HAMP domain conformers that propagate opposite signals in bacterial chemoreceptors.

Abstract

Author SummaryA central question in biological signal transduction is how cell-surface receptors transmit signals from the outside world across cell membranes and into the cells themselves. In bacteria and lower eukaryotes such receptors are composed of individual modules responsible for specific functions (e.g., sensing, relay, or output). HAMP domains act as the signal relay modules in many receptors, physically bridging input and output components and transferring signals between them.
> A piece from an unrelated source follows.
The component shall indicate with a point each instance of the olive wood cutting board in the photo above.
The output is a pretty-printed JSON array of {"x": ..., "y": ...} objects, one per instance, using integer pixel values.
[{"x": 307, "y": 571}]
Through a combination of crystallographic, biophysical, spectroscopic, and functional studies we are able to associate two structurally defined HAMP conformational states with functional “on” and “off” signals in bacterial chemoreceptors, and thereby resolve the mechanism by which HAMPs can relay information. The two states differ in both their structure and dynamics and appear to enforce their properties on downstream output modules. Chemoreceptors allow bacteria to track chemical gradients with exquisite sensitivity and dynamic range; we further show that the response to chemoattractant depends critically on specific HAMP residues close to the membrane. Finally, based on the switching mechanism, we design and generate an inverse signaling HAMP domain that provides a new tool to engineer bacterial responses and may be especially advantageous in remediation efforts for directing bacteria towards chemicals that are normally repellants.